I noticed that Gradle also includes re-packaged Guava under org.gradle.internal.impldep.com.google.common.base package but as stated by the exception from the linked issue, the original Guava classes are used by gradle-base-services module.
What is the policy for Guava dependency in Gradle distribution? Should the modules use the re-packaged version so the plugins can add their own version? If not, is there any isolation mechanism that could allow a plugin to use a different Guava version?
As you can see in the linked issue, when I don’t specify Guava dependency in my plugin, version 17 is added by Gradle to satisfy gradle-base-services module requirements and is loaded (in my example) from the following path:
and this path is part of the Gradle distribution. guava-jdk5-17.0.jar archive contains Guava classes in their original packages - they are not repackaged under internal Gradle package.
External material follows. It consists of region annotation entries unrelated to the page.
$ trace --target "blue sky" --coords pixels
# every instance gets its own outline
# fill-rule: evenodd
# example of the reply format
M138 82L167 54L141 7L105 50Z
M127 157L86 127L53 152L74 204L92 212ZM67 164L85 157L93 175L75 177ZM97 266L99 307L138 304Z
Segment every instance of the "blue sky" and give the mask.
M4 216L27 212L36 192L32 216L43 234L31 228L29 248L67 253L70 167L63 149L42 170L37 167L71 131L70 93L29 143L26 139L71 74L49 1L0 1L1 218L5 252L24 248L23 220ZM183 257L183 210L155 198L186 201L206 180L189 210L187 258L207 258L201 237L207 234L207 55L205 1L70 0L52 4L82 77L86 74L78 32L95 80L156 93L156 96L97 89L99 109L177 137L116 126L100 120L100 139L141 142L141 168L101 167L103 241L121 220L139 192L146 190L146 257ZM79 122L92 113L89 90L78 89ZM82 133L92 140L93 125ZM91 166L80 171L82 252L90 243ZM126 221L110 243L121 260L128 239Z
Guava is not part of Gradle’s API, so it will not be exposed to your plugin. We have filtering classloaders that make sure that your plugin cannot see it. Can you provide a reproducible example where you had this problem?
That’s a transitive dependency of the plugin-publish plugin and it’s in the buildscript.classpath. It’s expected that that would be visible until we have some isolation between external plugins.
But Piotrek was saying that he gets the Guava library from the Gradle distribution, which should never happen.
@Gary_Hale do we have some tests for worker executors not leaking Guava and other dependencies?